I'm from hartsville too haha


----------



## rjbesch (Jul 1, 2014)

Landonsteen said:


> I'm from hartsville too haha


Awesome! Small world!


----------



## bigjim5589 (Jul 23, 2005)

I'm interested in this topic as well. My wife & I are considering a move to SC, and this has some interest for me if I make the move. I've fished at Pawley's Island in the past, but wasn't aware of salt ponds in that area.


----------



## rjbesch (Jul 1, 2014)

bigjim5589 said:


> I'm interested in this topic as well. My wife & I are considering a move to SC, and this has some interest for me if I make the move. I've fished at Pawley's Island in the past, but wasn't aware of salt ponds in that area.


We fished at pawley's last year and ventured to Springmaid pier towards the end of the day. As far as the location of the ponds I am not real sure of exact locations. The article I read mentioned a couple in charleston area and stated some along the grand strand region, but it was vague about other locations not giving much detail. It did however mention many were located in resorts that were only available to members, so I am interested in those which have public access and good bank fishing. Open to any information at this point. Thanks!


----------



## jcarpenter (Apr 13, 2011)

I think most of the saltwater ponds/lakes are man made and a lot are set where fish can come in with the tide, but cannot get back out. I have caught red and black drum, flounder, trout, and blues out of the saltwater lakes in SC. It's probably some of my most relaxing fishing and you never know what will be your next bite. Shrimp on Carolina rigs and mud minnows/mullet on popping corks are my favorite ways to fish the lakes. And usually any structure or bank changes will hold fish.


----------



## rjbesch (Jul 1, 2014)

jcarpenter said:


> I think most of the saltwater ponds/lakes are man made and a lot are set where fish can come in with the tide, but cannot get back out. I have caught red and black drum, flounder, trout, and blues out of the saltwater lakes in SC. It's probably some of my most relaxing fishing and you never know what will be your next bite. Shrimp on Carolina rigs and mud minnows/mullet on popping corks are my favorite ways to fish the lakes. And usually any structure or bank changes will hold fish.

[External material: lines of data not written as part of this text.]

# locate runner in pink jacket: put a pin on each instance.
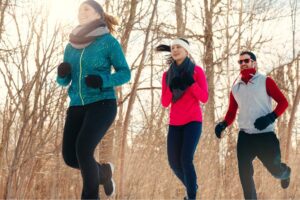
(184, 87)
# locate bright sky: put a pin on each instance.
(65, 10)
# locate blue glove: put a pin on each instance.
(264, 121)
(220, 127)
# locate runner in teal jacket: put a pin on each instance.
(95, 59)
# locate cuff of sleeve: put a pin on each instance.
(105, 81)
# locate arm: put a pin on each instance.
(122, 71)
(229, 117)
(274, 92)
(166, 94)
(200, 88)
(65, 80)
(232, 109)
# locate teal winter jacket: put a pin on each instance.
(95, 59)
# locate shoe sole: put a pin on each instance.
(114, 188)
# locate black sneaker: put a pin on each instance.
(286, 182)
(109, 185)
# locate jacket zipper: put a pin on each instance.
(80, 77)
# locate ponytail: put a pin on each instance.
(111, 22)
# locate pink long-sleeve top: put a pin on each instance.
(187, 108)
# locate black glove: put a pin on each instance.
(187, 79)
(63, 69)
(220, 127)
(94, 81)
(264, 121)
(176, 83)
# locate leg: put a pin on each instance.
(99, 117)
(246, 154)
(74, 120)
(174, 145)
(270, 155)
(191, 136)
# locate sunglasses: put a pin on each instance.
(246, 61)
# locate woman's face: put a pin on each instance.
(87, 14)
(178, 53)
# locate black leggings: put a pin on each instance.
(84, 128)
(264, 146)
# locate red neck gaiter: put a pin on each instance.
(247, 74)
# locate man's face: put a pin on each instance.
(246, 62)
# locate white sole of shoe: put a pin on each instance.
(114, 188)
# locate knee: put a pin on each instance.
(187, 163)
(71, 161)
(175, 166)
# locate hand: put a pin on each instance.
(188, 79)
(64, 69)
(220, 127)
(94, 81)
(264, 121)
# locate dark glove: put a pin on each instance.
(264, 121)
(176, 83)
(94, 81)
(63, 69)
(187, 79)
(220, 127)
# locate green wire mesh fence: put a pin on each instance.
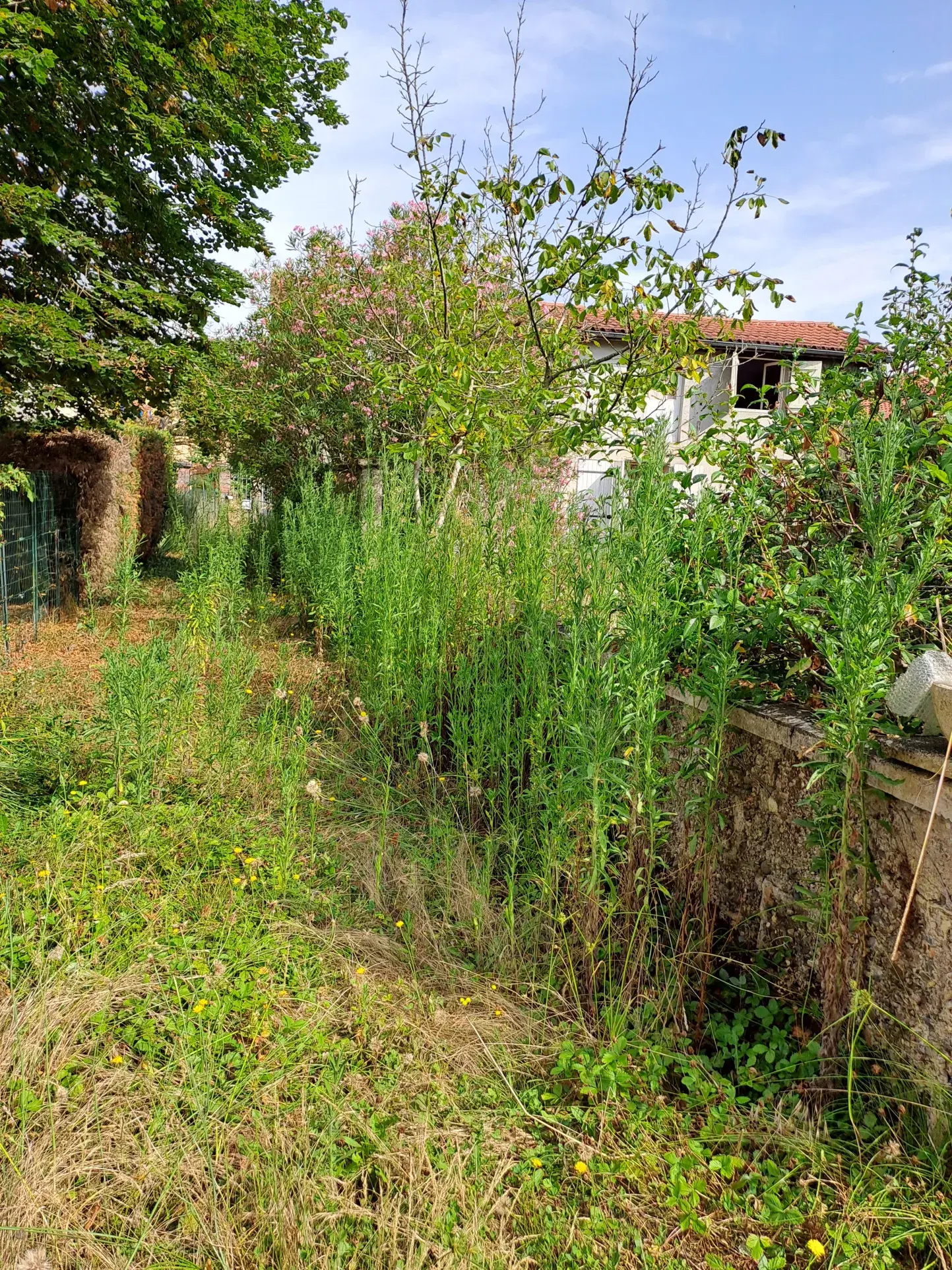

Thats kind of my understanding on the development of these ponds/lakes as well. Thats for your input with the techniques. Which ones were you fishing, if you don't mind sharing. I am sort of at a loss as far as location of the public access ponds. I understand there are some down towards green pond,sc at the WMA, however that is a bit of a hike with me driving from hartsville. Looking to make a day trip and charleston is about as far as a trip as I want to make really, if possible.....however if the ponds are really worth it, it may be something I look into doing more later on. Just looking into trying something a little different this year when I take my dad down. Thanks for the help.


----------



## The Skink (Mar 9, 2009)

the only ponds I know of are on golf courses


----------



## RjTheMetalhead (Dec 3, 2011)

The ponds at the campgrounds in Myrtle have flounder and other saltwater fish in them.


----------



## 1KiltedMac (Sep 26, 2009)

*Litchfield by the Sea lake*



RjTheMetalhead said:


> The ponds at the campgrounds in Myrtle have flounder and other saltwater fish in them.


The main lake in Litchfield by the Sea has flounder, red fish, sheepshead, even some Spanish mackerel. A 50 lb bull red drum was caught there several years ago. But you have to be staying inside the gates to fish the lake. I didn't catch anything there but saw some nice flounder and a spottail caught off the dock where the water comes in and out of the lake with the tide.


----------



## rjbesch (Jul 1, 2014)

1KiltedMac said:


> The main lake in Litchfield by the Sea has flounder, red fish, sheepshead, even some Spanish mackerel. A 50 lb bull red drum was caught there several years ago. But you have to be staying inside the gates to fish the lake. I didn't catch anything there but saw some nice flounder and a spottail caught off the dock where the water comes in and out of the lake with the tide.


Thats awesome! Im loving what I am hearing about the variety of fish found in these waters, however no info yet on public access?? are all private??


----------